A simple and easy way to make and enjoy collard green wraps using fresh, healthy, no-cook, no-oil, no-added-salt, nutritarian ingredients.
Trim off the bottom stems of your leaves, just up to where the leaf starts.
Use a potato peeler to shave off the center leaf stalk on the ribbed protruding side of the leaf.
Wash the shaved leaf in water and then place on a microwave-safe plate and microwave each leaf for 10 to 15 seconds on high power.
Start with the leaf on it's side, length-wise.
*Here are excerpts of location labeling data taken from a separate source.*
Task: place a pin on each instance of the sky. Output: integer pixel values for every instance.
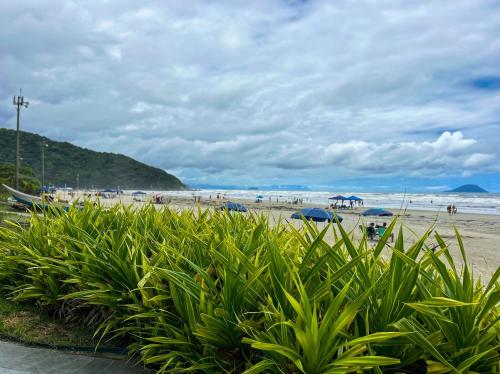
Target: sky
(334, 95)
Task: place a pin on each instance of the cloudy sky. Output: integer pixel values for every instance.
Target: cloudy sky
(329, 94)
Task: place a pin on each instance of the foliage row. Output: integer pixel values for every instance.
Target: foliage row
(216, 292)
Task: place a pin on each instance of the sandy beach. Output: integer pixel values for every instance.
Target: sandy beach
(480, 232)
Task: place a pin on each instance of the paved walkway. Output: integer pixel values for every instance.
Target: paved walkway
(19, 359)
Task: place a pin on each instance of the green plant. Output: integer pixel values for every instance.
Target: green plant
(211, 291)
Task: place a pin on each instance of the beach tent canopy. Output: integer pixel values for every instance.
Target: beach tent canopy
(353, 198)
(315, 214)
(338, 197)
(235, 207)
(377, 212)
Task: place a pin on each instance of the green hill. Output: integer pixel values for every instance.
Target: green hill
(63, 161)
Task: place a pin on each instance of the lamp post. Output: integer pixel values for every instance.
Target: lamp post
(44, 145)
(18, 102)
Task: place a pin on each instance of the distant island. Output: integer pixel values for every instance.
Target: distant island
(468, 188)
(64, 161)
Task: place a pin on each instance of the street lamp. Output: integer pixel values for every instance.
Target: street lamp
(44, 145)
(18, 102)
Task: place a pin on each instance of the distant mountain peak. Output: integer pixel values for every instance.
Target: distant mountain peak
(65, 163)
(468, 188)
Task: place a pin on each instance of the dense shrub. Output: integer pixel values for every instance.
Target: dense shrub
(208, 291)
Mash the avocado and separate evenly between the 3 leaves. Taking care to add it just below the center-stalk and in the center leaf. Top with the raw seeds (divided equally).
Follow with the red cabbage and then finally with the lettuce. Before rolling the wraps squeeze the lime over the stuffing in each wrap.
Fold the bottom part of the leaf over the stuffing.
Roll the leaf down and around so it's hugging the stuffing, then fold the two sides of the leaf inwards.
Continue to roll the wrap up.
Using a serrated knife, cut in half and on an angle in the middle of the collard wrap.
Store in the fridge, uncut, for up to 48 hours.
Or store cut for up to 24 hours.
The lime juice will hep to keep the avocado from turning color too much.